International information
- National side: England;
- Test debut (cap 608): 3 December 2001 v India
- Last Test: 2 January 2003 v Australia

Domestic team information
- 1999–2000: Devon
- 2001–2006: Yorkshire
- 2002: Marylebone Cricket Club
- 2007–2008: Northamptonshire
- 2009–2011: Gloucestershire

Career statistics
| Competition | Test | FC | LA | T20 |
| Matches | 7 | 103 | 122 | 41 |
| Runs scored | 114 | 2927 | 594 | 178 |
| Batting average | 11.40 | 21.52 | 10.06 | 10.47 |
| 100s/50s | —/— | —/12 | —/— | —/— |
| Top score | 19* | 87 | 41 | 27* |
| Balls bowled | 1116 | 15,467 | 4568 | 809 |
| Wickets | 11 | 199 | 123 | 39 |
| Bowling average | 61.54 | 44.07 | 30.32 | 26.79 |
| 5 wickets in innings | 0 | 5 | 0 | 0 |
| 10 wickets in match | 0 | 0 | 0 | 0 |
| Best bowling | 4/134 | 6/82 | 4/13 | 3/24 |
| Catches/stumpings | 3/— | 63/— | 43/— | 13/— |
- Source: ESPNcricinfo

= Richard Dawson (cricketer) =

English cricketer and coach

Richard Kevin James Dawson (born 4 August 1980) is an English cricket coach and former player, who is currently the head coach of Glamorgan County Cricket Club. As a player, he was primarily a bowler who bowled off-spin. He earned seven caps for England between 2001 and 2003, taking a total of 11 wickets.

== Playing career ==
Born on 4 August 1980, Doncaster, Yorkshire, Dawson attended Batley Grammar School and Exeter University. He played for the England Under-19 side against New Zealand in 1998/99 and Australia in 1999, and made his first-class debut for British Universities against the touring Zimbabweans the following summer. He first appeared for Yorkshire in 2001.

He made his Test match debut against India in 2001/02, and filled in for the injured Ashley Giles during the following winter's Ashes series. He bowled the ball in which Steve Waugh hit his famous last ball of the day century in the 2002/03.

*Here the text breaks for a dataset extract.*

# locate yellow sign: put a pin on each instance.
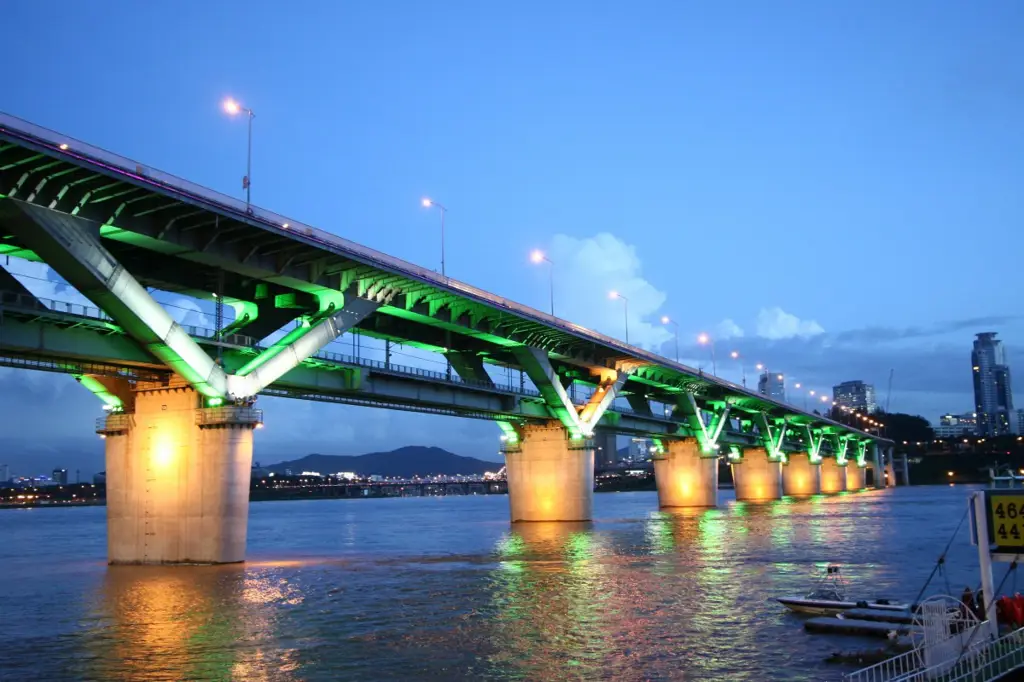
(1007, 514)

In the 2006 season, Dawson captained the Yorkshire 2nd XI but at the end of that season he was released from his contract with Yorkshire. He was signed by Northamptonshire to provide cover for their England spinner Monty Panesar.

Dawson was released by Northamptonshire at the end of the 2007 season, and began training as a journalist in September 2007. However, in the 2008 English cricket season, he once again returned to English county cricket, this time with Gloucestershire. He was not a regular choice as a player but also held the role of spin coach.

== Coaching career ==

In February 2014 Dawson was appointed as the Second XI coach of Yorkshire County Cricket Club to replace the departing Paul Farbrace.

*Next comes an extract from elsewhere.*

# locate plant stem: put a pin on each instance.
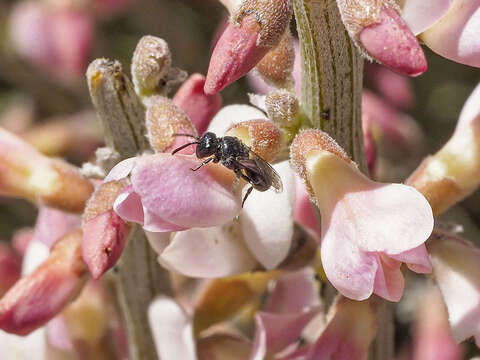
(138, 277)
(332, 75)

On 30 January 2015, Dawson was appointed the new head coach of Gloucestershire County Cricket Club following the departure of director of cricket John Bracewell.

In December 2019 Dawson was named as the coach for the England Lions' eight-match tour of Australia, due to take place in February and March 2020. He became a member of the senior England coaching team in 2022 and held the role until November 2024.

Dawson was appointed head coach at Glamorgan County Cricket Club in January 2025.